Kennedy: Well, whoever sent the guy, please just don’t do it again.
Ani: We didn’t, K.
Kennedy: Confer. Get your story straight. Gotta run. 😘🔪🔪⚰️
They don’t text back to protest. They know better. One of them sent that guy, and I don’t care which one did—I just want it to stop.
My sisters aren’t trying to ruin my business. They just don’t understand why I need to have it in Boston, rather than Unstable where I’d pay a fraction of the rent and could cater to the steady stream of tourists. Except I don’t want bargain-hunting tourists. I also don’t want to live at home. Not right now.
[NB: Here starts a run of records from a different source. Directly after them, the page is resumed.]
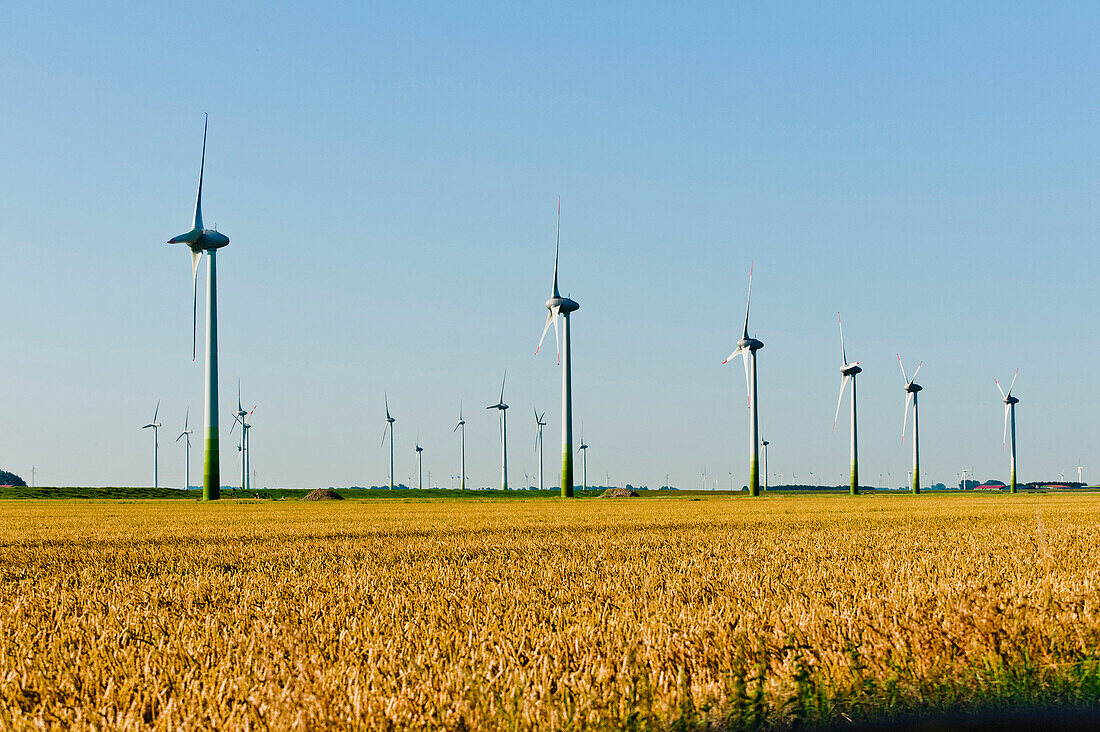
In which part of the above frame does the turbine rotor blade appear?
[741,348,752,406]
[535,310,558,356]
[901,392,913,445]
[193,114,210,229]
[833,374,851,431]
[836,313,848,365]
[744,262,755,338]
[191,249,202,361]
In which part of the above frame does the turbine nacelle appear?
[547,295,581,313]
[737,338,763,351]
[168,229,229,252]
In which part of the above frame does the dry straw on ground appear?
[0,495,1100,730]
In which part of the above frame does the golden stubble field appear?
[0,494,1100,730]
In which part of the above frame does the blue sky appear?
[0,3,1100,487]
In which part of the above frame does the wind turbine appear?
[576,425,589,491]
[993,369,1020,493]
[380,394,397,490]
[176,407,194,491]
[535,196,581,499]
[451,400,466,491]
[229,379,256,491]
[485,371,508,491]
[722,264,763,495]
[897,353,924,495]
[416,433,424,491]
[833,313,862,495]
[168,118,229,501]
[760,436,771,491]
[142,400,161,488]
[535,409,547,491]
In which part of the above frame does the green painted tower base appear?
[202,436,221,501]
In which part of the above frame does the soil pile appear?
[600,488,638,499]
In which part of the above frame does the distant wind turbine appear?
[723,264,763,495]
[993,369,1020,493]
[416,433,424,490]
[176,407,195,491]
[142,400,161,488]
[535,196,581,499]
[576,425,589,491]
[760,435,771,491]
[229,380,256,491]
[485,371,508,491]
[452,400,466,491]
[535,409,547,491]
[168,114,229,501]
[833,313,862,495]
[898,353,924,495]
[380,394,397,490]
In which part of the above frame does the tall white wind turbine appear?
[452,400,466,491]
[485,371,508,491]
[760,435,771,491]
[535,409,547,491]
[993,369,1020,493]
[833,313,862,495]
[142,400,161,488]
[898,353,924,495]
[535,196,581,498]
[722,264,763,495]
[382,394,397,490]
[168,115,229,501]
[176,407,194,491]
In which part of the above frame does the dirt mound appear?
[600,488,638,499]
[301,488,343,501]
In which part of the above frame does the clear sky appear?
[0,2,1100,488]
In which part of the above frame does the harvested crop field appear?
[0,494,1100,729]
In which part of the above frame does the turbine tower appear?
[380,394,397,490]
[416,434,424,491]
[833,313,862,495]
[176,408,194,491]
[485,371,508,491]
[535,409,547,491]
[142,400,161,488]
[760,436,771,491]
[168,114,229,501]
[722,264,763,495]
[993,369,1020,493]
[576,425,589,491]
[452,400,466,491]
[898,353,924,495]
[535,196,581,499]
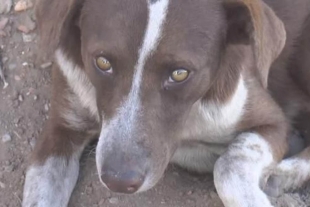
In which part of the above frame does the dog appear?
[23,0,310,207]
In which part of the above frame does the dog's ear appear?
[224,0,286,88]
[36,0,83,55]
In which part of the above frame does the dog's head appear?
[37,0,285,193]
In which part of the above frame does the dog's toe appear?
[263,175,284,197]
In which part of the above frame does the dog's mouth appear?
[96,128,171,194]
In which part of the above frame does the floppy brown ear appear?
[36,0,83,55]
[224,0,286,88]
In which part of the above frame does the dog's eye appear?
[96,56,112,73]
[169,69,189,82]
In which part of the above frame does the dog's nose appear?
[101,168,145,194]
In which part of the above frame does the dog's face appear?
[36,0,282,193]
[81,0,224,190]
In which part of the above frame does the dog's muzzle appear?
[100,158,145,194]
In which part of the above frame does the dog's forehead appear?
[81,0,223,57]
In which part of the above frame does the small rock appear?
[18,95,24,102]
[0,18,9,30]
[99,199,105,206]
[0,181,5,189]
[109,197,119,204]
[14,0,33,12]
[40,62,53,69]
[186,190,193,195]
[2,134,12,143]
[44,103,49,112]
[8,63,17,70]
[0,0,13,14]
[12,100,19,108]
[2,57,9,63]
[29,138,36,149]
[0,30,6,37]
[14,75,21,81]
[85,186,93,195]
[4,165,14,172]
[17,15,36,33]
[22,33,36,42]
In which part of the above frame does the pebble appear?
[186,190,193,195]
[0,181,5,189]
[12,100,19,108]
[29,138,36,149]
[14,0,33,12]
[40,62,53,69]
[4,165,14,172]
[0,30,6,37]
[22,33,36,42]
[8,63,17,70]
[0,0,13,14]
[18,95,24,102]
[109,197,119,204]
[2,134,12,143]
[99,199,105,206]
[17,15,36,33]
[44,103,49,112]
[2,57,9,63]
[0,18,9,30]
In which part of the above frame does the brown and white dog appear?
[23,0,310,207]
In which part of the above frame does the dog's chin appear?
[99,167,165,195]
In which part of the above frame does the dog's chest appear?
[171,78,247,172]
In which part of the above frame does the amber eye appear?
[96,56,112,73]
[170,69,189,82]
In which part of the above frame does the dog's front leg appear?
[214,132,282,207]
[22,122,90,207]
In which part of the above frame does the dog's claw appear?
[263,175,284,198]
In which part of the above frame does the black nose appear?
[101,168,145,194]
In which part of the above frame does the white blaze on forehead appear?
[96,0,169,173]
[100,0,169,134]
[116,0,169,131]
[131,0,169,92]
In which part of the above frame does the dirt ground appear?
[0,0,310,207]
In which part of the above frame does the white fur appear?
[55,49,99,120]
[272,157,310,191]
[22,156,79,207]
[96,0,169,192]
[214,133,273,207]
[171,76,248,172]
[200,76,248,141]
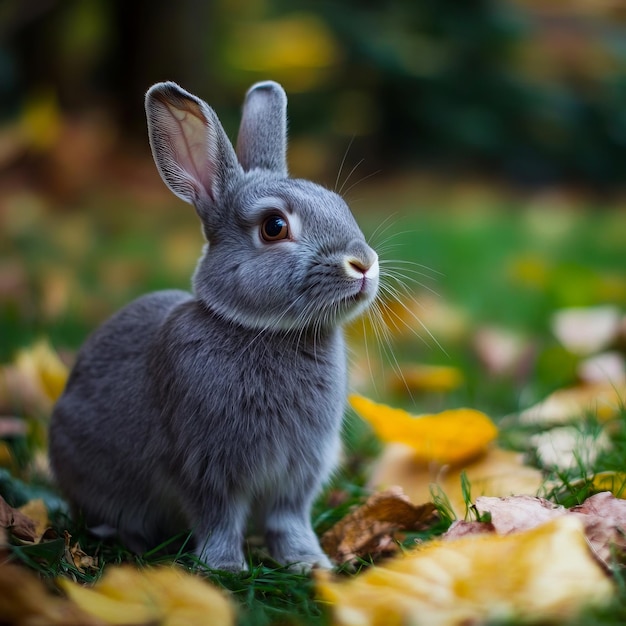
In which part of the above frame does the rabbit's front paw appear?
[198,546,248,572]
[285,552,333,574]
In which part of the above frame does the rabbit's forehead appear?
[235,179,352,224]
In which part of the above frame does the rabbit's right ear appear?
[237,80,287,176]
[146,82,242,206]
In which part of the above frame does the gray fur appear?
[50,83,378,570]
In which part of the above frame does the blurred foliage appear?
[0,0,626,187]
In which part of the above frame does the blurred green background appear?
[0,0,626,411]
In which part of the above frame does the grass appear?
[0,173,626,626]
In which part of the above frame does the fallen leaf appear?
[63,530,98,572]
[474,495,567,535]
[0,496,37,542]
[369,444,544,518]
[58,566,235,626]
[465,492,626,568]
[19,498,53,543]
[349,394,498,464]
[577,352,626,385]
[441,519,496,541]
[473,327,532,375]
[507,383,626,426]
[317,516,615,626]
[389,364,464,393]
[0,563,105,626]
[15,340,69,402]
[529,426,612,470]
[551,306,622,356]
[0,417,28,438]
[584,471,626,499]
[321,488,437,564]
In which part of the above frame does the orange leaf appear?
[350,395,498,464]
[317,516,615,626]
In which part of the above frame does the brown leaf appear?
[0,417,28,438]
[370,444,544,518]
[476,491,626,567]
[475,496,567,535]
[321,487,437,563]
[551,306,622,355]
[570,491,626,564]
[64,530,99,573]
[441,520,496,540]
[316,515,615,626]
[19,498,54,543]
[0,496,37,542]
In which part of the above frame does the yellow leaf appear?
[393,364,464,392]
[58,566,235,626]
[350,394,498,464]
[317,516,614,626]
[369,444,544,519]
[225,13,340,91]
[21,90,61,152]
[16,340,68,402]
[0,562,103,626]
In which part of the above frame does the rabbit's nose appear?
[343,250,378,279]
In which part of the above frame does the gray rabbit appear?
[50,82,379,571]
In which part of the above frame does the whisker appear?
[338,159,365,197]
[333,135,354,195]
[340,167,382,197]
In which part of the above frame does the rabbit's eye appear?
[261,215,289,242]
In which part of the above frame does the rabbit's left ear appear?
[236,81,287,176]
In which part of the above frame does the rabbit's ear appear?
[146,82,241,205]
[237,81,287,176]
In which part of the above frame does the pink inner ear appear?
[154,92,217,204]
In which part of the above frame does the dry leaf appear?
[349,394,498,464]
[474,495,567,535]
[318,516,614,626]
[583,471,626,498]
[466,492,626,567]
[0,417,28,438]
[369,444,543,518]
[473,327,532,375]
[530,426,612,470]
[577,352,626,385]
[510,383,626,426]
[0,563,105,626]
[0,496,38,542]
[15,340,68,402]
[19,498,54,543]
[58,566,235,626]
[551,306,622,355]
[63,530,98,572]
[321,488,437,564]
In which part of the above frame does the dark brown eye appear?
[261,215,289,242]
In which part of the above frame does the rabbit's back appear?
[50,290,191,536]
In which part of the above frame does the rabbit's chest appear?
[214,332,346,488]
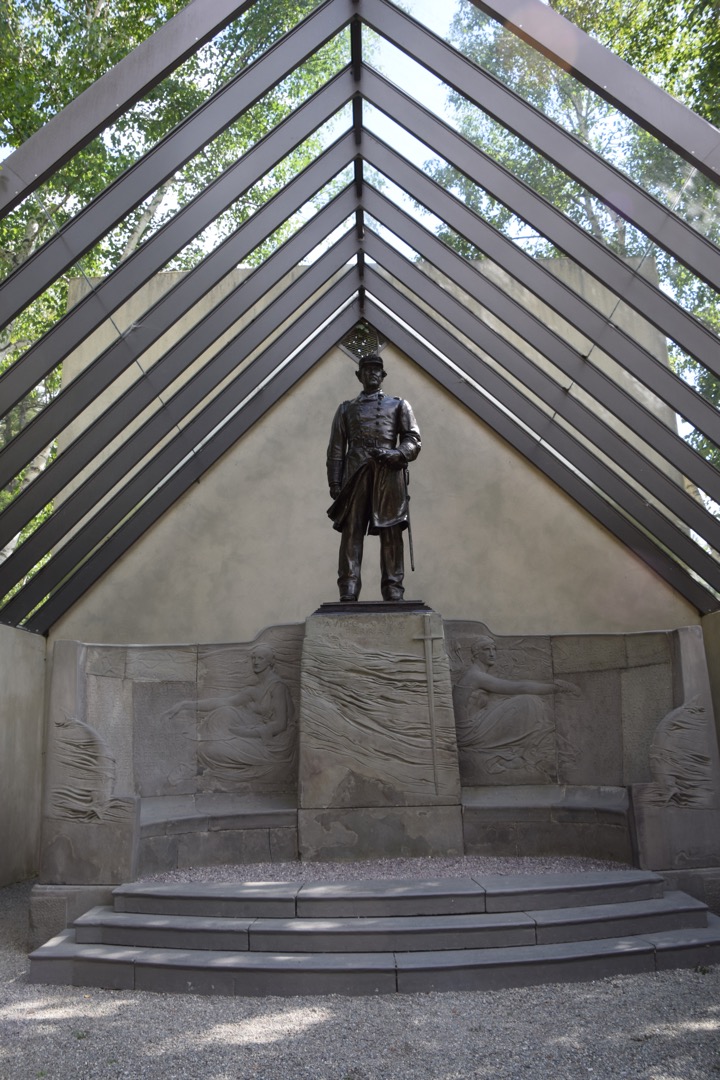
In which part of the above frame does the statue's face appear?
[357,364,384,394]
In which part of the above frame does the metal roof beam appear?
[13,298,357,634]
[0,134,353,496]
[367,263,720,590]
[367,231,720,574]
[0,68,353,434]
[0,0,350,328]
[366,295,720,612]
[363,0,720,291]
[473,0,720,183]
[0,0,259,214]
[364,132,720,445]
[0,189,354,557]
[363,68,720,377]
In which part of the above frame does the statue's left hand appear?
[372,449,407,469]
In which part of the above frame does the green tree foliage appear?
[429,0,720,465]
[0,0,348,558]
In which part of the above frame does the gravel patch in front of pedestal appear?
[140,855,631,885]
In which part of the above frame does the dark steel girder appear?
[364,184,720,503]
[363,132,720,446]
[0,0,352,328]
[0,229,355,596]
[0,120,354,486]
[363,68,720,376]
[0,195,354,561]
[12,298,358,634]
[363,0,720,291]
[366,254,720,590]
[0,0,253,214]
[366,295,720,612]
[473,0,720,183]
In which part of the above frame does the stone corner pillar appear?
[298,604,463,861]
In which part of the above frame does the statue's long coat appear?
[327,390,420,534]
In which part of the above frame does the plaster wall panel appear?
[86,675,134,795]
[621,664,674,784]
[703,611,720,738]
[555,671,623,786]
[553,634,627,675]
[0,626,45,886]
[133,681,198,796]
[47,346,698,644]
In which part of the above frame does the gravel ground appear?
[0,860,720,1080]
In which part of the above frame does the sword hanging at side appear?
[403,465,415,573]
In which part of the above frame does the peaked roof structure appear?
[0,0,720,633]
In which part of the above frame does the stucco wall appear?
[47,347,699,643]
[0,626,45,886]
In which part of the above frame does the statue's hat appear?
[357,352,388,375]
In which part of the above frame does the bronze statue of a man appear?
[327,355,420,600]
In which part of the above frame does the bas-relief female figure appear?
[171,644,297,791]
[452,635,580,783]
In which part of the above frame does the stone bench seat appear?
[462,784,633,863]
[138,793,298,876]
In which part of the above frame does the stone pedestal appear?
[298,607,463,860]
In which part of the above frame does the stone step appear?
[29,916,720,996]
[113,870,664,918]
[74,892,707,953]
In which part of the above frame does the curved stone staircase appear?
[30,870,720,995]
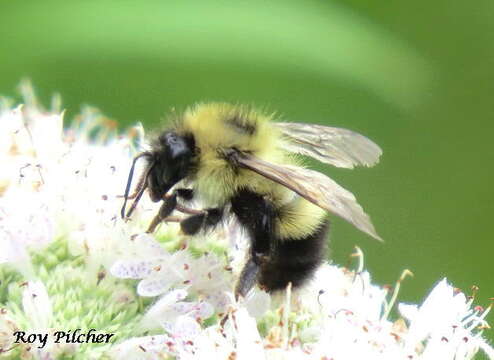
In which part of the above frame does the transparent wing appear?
[236,154,382,241]
[274,123,382,169]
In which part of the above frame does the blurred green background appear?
[0,0,494,346]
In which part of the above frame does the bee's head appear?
[122,131,197,218]
[147,131,196,202]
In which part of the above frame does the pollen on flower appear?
[0,85,494,360]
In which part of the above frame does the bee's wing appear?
[274,123,382,169]
[236,154,382,241]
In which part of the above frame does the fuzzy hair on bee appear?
[122,103,382,297]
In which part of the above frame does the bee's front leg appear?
[146,189,193,233]
[180,208,223,235]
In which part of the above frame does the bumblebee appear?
[121,103,382,298]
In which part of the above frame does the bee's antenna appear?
[120,152,154,219]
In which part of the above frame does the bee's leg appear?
[231,190,277,298]
[235,256,260,300]
[180,208,223,235]
[146,189,197,233]
[146,194,177,234]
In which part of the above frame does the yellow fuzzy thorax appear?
[176,103,326,239]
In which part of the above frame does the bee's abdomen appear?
[259,219,329,291]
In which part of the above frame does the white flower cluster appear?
[0,89,494,360]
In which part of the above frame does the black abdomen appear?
[231,189,329,295]
[258,219,329,291]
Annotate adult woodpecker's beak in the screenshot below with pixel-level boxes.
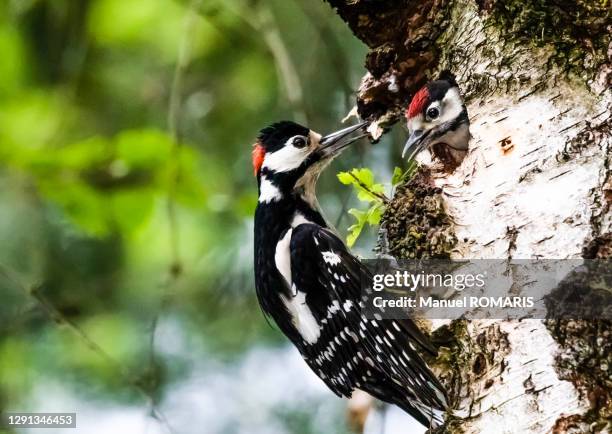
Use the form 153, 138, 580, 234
317, 122, 368, 157
402, 130, 429, 161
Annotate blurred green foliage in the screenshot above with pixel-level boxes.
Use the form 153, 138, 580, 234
0, 0, 388, 432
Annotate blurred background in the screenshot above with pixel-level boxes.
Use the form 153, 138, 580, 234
0, 0, 402, 434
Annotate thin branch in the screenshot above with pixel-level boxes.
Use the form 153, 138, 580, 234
149, 0, 201, 428
251, 1, 308, 124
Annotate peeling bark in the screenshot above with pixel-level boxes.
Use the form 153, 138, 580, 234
326, 0, 612, 433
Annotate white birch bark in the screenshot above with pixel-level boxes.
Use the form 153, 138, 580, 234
338, 0, 612, 434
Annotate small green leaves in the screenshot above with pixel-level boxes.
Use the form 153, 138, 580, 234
338, 168, 388, 247
346, 203, 385, 247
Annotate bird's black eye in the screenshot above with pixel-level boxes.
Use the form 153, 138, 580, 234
291, 136, 308, 148
427, 107, 440, 120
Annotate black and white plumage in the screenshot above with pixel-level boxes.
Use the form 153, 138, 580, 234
402, 71, 470, 166
253, 122, 447, 426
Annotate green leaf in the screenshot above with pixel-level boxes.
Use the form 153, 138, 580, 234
391, 167, 404, 185
336, 172, 355, 185
351, 168, 374, 188
368, 204, 384, 226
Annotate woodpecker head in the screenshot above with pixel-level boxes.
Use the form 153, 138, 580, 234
253, 121, 366, 201
402, 71, 470, 166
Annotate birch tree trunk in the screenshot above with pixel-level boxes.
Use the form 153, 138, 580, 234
326, 0, 612, 433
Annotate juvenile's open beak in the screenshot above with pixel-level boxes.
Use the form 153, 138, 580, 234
317, 122, 367, 157
402, 130, 429, 161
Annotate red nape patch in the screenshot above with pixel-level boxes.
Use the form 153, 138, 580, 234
251, 142, 266, 176
406, 87, 429, 118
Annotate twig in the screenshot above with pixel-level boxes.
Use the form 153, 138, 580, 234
149, 0, 201, 430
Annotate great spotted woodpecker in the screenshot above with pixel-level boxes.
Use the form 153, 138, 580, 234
402, 71, 470, 162
253, 122, 447, 426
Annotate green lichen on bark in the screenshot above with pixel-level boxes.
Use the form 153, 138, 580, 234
430, 320, 510, 434
477, 0, 612, 78
546, 254, 612, 432
381, 168, 457, 259
326, 0, 451, 119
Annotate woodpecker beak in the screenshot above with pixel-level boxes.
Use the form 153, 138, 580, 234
317, 122, 368, 157
402, 130, 429, 161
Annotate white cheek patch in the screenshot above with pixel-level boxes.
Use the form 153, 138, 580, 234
259, 176, 283, 203
262, 139, 310, 172
408, 114, 425, 133
437, 87, 463, 124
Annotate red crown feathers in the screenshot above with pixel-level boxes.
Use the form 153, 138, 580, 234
406, 87, 429, 118
251, 142, 266, 176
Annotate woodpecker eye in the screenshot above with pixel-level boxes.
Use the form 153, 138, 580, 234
427, 107, 440, 120
291, 136, 308, 148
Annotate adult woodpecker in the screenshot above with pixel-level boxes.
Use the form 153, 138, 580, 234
402, 71, 470, 166
253, 121, 447, 426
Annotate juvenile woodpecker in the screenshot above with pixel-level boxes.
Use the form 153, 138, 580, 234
402, 71, 470, 166
253, 121, 447, 426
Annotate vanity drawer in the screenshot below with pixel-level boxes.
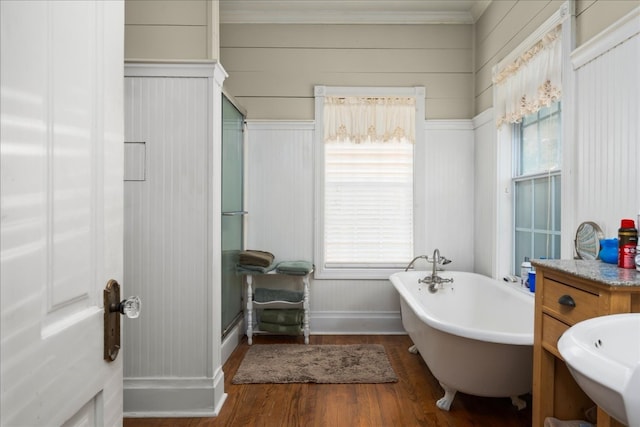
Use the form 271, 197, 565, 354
542, 314, 569, 357
542, 279, 599, 326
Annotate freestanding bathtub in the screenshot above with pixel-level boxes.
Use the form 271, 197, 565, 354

Mom died of cancer a month before I fled to Boston. Three years earlier, a car accident claimed our father. That time I fled in the opposite direction—quitting college to come home and be with my family. After Mom died, I needed out. I needed to breathe, to be somewhere that didn’t have my parents—our family, our memories—imprinted on every damn blade of grass.
Besides, I’m twenty-five, and if there is an age when I should be spreading my wings—and sowing my wild oats—this is it. Yes, there are times when I miss Unstable and my sisters so badly I could cry. Times when I must admit that “sowing my wild oats” means “going to a bar, telling myself I’m going to hook up with a hot guy, and then spending all night chatting with the bartender instead.” But I just . . . I want to give this a shot. I want to prove that I can fly on my own, even if I don’t need to prove it to anyone but myself.